Le silence pour accompagner la parole
On imagine souvent le psychanalyste comme une figure très silencieuse, presque effacée, qui écoute sans intervenir. Cette représentation, héritée autant de l’histoire de la psychanalyse que de la culture populaire et de ses idées reçues, peut décourager certaines personnes d’oser une première rencontre. Elle laisse parfois croire que la thérapie serait une expérience austère, plutôt qu’un véritable moment d’échange et de compréhension. Le silence, loin de rompre l’échange, en constitue au contraire une part essentielle, car il permet au patient d’exprimer ses pensées et de laisser sa parole se déployer naturellement.

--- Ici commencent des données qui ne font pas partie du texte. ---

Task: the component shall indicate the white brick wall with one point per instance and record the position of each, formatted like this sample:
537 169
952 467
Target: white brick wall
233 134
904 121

L'approche freudienne: laisser toute la place au patient
Historiquement, ce dispositif – c’est-à-dire la manière dont la séance est organisée et la posture du psychanalyste – trouve son origine dans la pratique de Freud. À la demande d’Emmy von N., une patiente viennoise suivie pour des troubles psychologiques, Freud adopta une posture résolument non interventionniste. Plutôt que de guider ou d’orienter le discours, il s’effaçait volontairement, laissant à sa patiente la liberté de déployer ses pensées et associations. Cette approche, sur laquelle repose la psychanalyse, vise à donner à la parole du patient toute sa place, à respecter son rythme et son processus intérieur, et à faire émerger ce qui relève de l’inconscient sans jamais l’imposer.

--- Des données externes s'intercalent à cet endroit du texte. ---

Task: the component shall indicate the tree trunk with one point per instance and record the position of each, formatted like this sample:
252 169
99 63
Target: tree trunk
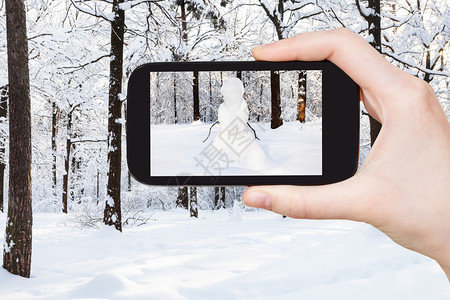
67 162
193 209
222 196
18 233
183 21
112 213
3 114
219 197
301 102
427 78
216 197
374 24
196 97
276 120
175 98
55 121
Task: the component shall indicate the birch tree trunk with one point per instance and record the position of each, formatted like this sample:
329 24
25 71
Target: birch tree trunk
112 213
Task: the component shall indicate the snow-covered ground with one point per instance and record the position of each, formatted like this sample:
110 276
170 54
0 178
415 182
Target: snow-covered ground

Lacan et la puissance de la parole
Jacques Lacan reprendra et prolongera cette idée en soulignant que « la parole est la grande force de la psychanalyse ». Il ne s’agit pas ici de la parole de l’analyste, mais bien de celle du patient. Parler librement, faire des associations, hésiter ou rester silencieux : tout cela permet de faire émerger ce qui se joue dans l’inconscient. Le silence de l’analyste n’est pas une absence, mais un outil. En laissant des pauses et en n’imposant pas ses mots, le psychanalyste offre au patient un espace pour s’exprimer pleinement et authentiquement.
Les interventions de l'analyste
Le silence de l’analyste est donc fondamental : il crée un cadre dans lequel le patient peut se laisser parler. Cela ne signifie pas pour autant que l’analyste reste passif. Il intervient ponctuellement pour accompagner et soutenir le processus analytique, en s’appuyant sur ce que le patient exprime. Ces interventions peuvent prendre différentes formes : poser des questions pour clarifier certains propos, relancer ou approfondir des associations, souligner des mots, des répétitions ou des contradictions, ou proposer des interprétations pour mettre en lumière des liens inconscients. L’objectif n’est jamais de diriger ou de juger, mais d’aider le patient à mieux se comprendre en éclairant progressivement ce qui se joue en lui. L’analyste ouvre ainsi des perspectives nouvelles tout en respectant le rythme propre du patient.